The top and bottom margins of a poster are 8 cm and the side margins are each 8 cm. If the area of printed material on the poster is fixed at 382 square centimeters, find the dimensions of the poster with the smallest area?
see related questions below
To find the dimensions of the poster with the smallest area, we can start by assuming that the width of the printed material on the poster is x cm.
Given that the top and bottom margins are 8 cm and the side margins are also 8 cm, we can calculate the total width and height of the poster.
Total width = Printed material width + Left margin + Right margin
Total width = x + 8 + 8 = x + 16 cm
Total height = Printed material height + Top margin + Bottom margin
Total height = 382 / x + 8 + 8 = 382 / x + 16 cm
Now, to find the area of the poster, we multiply the width and height:
Area = Total width × Total height
= (x + 16) × (382 / x + 16)
= 382 + 16x + 6144 / x + 16
To find the dimensions of the poster with the smallest area, we need to find the minimum value of the area. We can do this by finding the derivative of the area function, setting it equal to zero, and solving for x.

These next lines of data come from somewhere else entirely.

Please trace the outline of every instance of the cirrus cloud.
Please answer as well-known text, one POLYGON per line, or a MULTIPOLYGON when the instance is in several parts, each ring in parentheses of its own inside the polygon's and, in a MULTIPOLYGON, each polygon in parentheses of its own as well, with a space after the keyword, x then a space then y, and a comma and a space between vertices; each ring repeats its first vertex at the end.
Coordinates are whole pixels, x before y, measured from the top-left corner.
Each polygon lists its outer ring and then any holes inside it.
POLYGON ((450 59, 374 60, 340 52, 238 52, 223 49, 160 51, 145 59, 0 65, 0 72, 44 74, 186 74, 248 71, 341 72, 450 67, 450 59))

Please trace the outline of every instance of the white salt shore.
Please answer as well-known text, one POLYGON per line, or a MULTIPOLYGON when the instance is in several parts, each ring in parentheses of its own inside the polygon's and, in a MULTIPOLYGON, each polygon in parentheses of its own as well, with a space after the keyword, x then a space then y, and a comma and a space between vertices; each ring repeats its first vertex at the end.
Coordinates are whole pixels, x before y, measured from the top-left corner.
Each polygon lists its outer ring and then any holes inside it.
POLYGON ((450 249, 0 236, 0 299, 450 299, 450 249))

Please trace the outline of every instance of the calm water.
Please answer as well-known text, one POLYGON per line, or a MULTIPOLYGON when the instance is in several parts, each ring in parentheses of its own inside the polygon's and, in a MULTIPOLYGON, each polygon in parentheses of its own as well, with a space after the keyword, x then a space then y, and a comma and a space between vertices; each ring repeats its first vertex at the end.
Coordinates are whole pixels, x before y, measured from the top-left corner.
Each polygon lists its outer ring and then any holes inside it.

Let's differentiate the area function with respect to x:
d(Area)/dx = 16 - 6144 / (x + 16)^2
Setting the derivative equal to zero:
16 - 6144 / (x + 16)^2 = 0
Rearranging the equation:
6144 / (x + 16)^2 = 16
Multiplying both sides by (x + 16)^2:
6144 = 16(x + 16)^2
Taking the square root of both sides:
√(6144) = 4(x + 16)
Simplifying:
|x + 16| = √(6144) / 4
x + 16 = √(6144) / 4 or x + 16 = -√(6144) / 4
Solving for x:
x = (√(6144) / 4) - 16 or x = (-√(6144) / 4) - 16
Now that we have the value of x, we can substitute it into the formulas for the total width and height to find the dimensions of the poster with the smallest area.